THP-1 cells are a monocyte-like cell line derived from a patient with acute monocytic leukemia and unlike other leukemic cell lines has a normal diploid karyotype. We have characterized Fc-gamma-R expression on this cell line by flow cytometry, radiolabeled IgG1 and monoclonal antibody (mAb) binding assays, and biochemical analysis. Flow cytometric analysis of THP-1 cells with anti-Fc-gamma-RI, II, and III mAb, and a rabbit anti-Fc-gamma-RIII F(ab')2 demonstrated that only Fc-gamma-RI and Fc-gamma-RII are expressed by these cells. A panel of anti-Fc-gamma-RIII mAb (anti-CD16) failed to bind to THP-1 cells. Biochemical studies identified polypeptides of 64 to 78 kDa (Fc-gamma-RI) and of 42 to 53 kDa (Fc-gamma-RII). Fc-gamma-R expression was determined by binding of radioiodinated human IgG1 (to detect Fc-gamma-RI), mAb IV.3 (to detect Fc-gamma-RII), or rabbit IgG immune complexes. Thirty-five thousand high affinity binding sites (dissociation constant [K(D)] = 4.22 x 10(-9M) for IgG1 were found on THP-1 cells. Interferon-gamma (IFN-gamma) upregulated Fc-gamma-RI expression by THP-1 cells 2.8-fold, whereas Fc-gamma-RI on U937 cells was increased six- to eight-fold by this cytokine. Phorbol myristate acetate (PMA), tumor necrosis factor-alpha (TNF-alpha), and vitamin D3 had no effect on IgG1 binding by THP-1 cells.

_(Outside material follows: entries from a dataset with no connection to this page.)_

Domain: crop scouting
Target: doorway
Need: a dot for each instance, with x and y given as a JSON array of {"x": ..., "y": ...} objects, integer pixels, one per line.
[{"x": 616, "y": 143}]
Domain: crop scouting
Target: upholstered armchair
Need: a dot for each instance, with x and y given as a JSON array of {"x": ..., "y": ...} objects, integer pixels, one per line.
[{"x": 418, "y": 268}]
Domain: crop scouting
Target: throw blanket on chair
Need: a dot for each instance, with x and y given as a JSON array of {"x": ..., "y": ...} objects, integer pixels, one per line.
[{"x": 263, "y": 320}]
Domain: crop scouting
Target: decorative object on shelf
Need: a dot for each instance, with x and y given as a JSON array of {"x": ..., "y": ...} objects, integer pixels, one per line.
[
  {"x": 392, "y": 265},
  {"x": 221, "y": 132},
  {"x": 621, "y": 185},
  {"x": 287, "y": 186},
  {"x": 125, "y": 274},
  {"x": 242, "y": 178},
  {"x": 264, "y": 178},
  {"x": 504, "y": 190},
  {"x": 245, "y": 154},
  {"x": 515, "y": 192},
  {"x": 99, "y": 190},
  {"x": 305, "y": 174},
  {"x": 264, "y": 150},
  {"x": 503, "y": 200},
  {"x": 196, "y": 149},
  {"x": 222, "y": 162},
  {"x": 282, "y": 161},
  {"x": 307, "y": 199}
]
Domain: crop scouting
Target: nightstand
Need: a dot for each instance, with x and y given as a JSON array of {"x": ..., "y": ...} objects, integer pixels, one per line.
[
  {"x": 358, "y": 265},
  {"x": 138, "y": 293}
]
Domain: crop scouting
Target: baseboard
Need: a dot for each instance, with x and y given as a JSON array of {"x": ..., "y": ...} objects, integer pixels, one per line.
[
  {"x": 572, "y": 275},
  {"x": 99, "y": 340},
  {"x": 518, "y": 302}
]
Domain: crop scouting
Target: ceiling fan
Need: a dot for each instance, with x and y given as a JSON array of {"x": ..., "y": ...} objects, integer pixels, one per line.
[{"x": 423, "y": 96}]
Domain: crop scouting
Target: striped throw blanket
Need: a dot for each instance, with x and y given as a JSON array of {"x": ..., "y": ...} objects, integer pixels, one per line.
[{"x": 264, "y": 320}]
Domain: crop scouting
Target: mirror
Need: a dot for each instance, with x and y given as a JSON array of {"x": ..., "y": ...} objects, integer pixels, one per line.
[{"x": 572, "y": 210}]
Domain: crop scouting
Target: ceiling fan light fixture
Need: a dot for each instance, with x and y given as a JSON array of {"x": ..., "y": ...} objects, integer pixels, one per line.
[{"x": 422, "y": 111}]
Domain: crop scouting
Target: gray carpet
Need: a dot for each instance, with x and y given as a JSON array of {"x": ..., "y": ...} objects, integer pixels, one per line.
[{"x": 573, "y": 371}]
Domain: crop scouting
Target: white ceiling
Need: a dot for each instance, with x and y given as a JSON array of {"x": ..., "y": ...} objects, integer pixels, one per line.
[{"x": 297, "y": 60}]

Fifty thousand IgG molecules in immune complexes bound to THP-1 cells. IFN-gamma treatment increased this binding by four-fold, PMA treatment resulted in a 50% increase in the number of IgG immune complexes bound, whereas vitamin D3 treated THP-1 cells bound half as many IgG immune complexes as control cells. Binding assays utilizing mAb IV.3 identified 50,000 sites per cell. Treatment of THP-1 cells with IFN-gamma, TNF-alpha, PMA, or vitamin D3 had no effect on Fc-gamma-RII expression. That Fc-gamma-RI plays a predominant role in immune complex binding was demonstrated by inhibition studies. Human IgG1 as well as mouse IgG2a mAb to Fc-gamma-RII inhibited immune complex binding by 76 to 84%, whereas mouse IgG1 mAb to Fc-gamma-RII had minimal effect on immune complex binding. Fc-gamma-R expression may not be linked to differentiation of THP-1 cells since only 1,25 vitamin D3 was able to induce the expression of CD14, a marker of mature monocytic phenotype.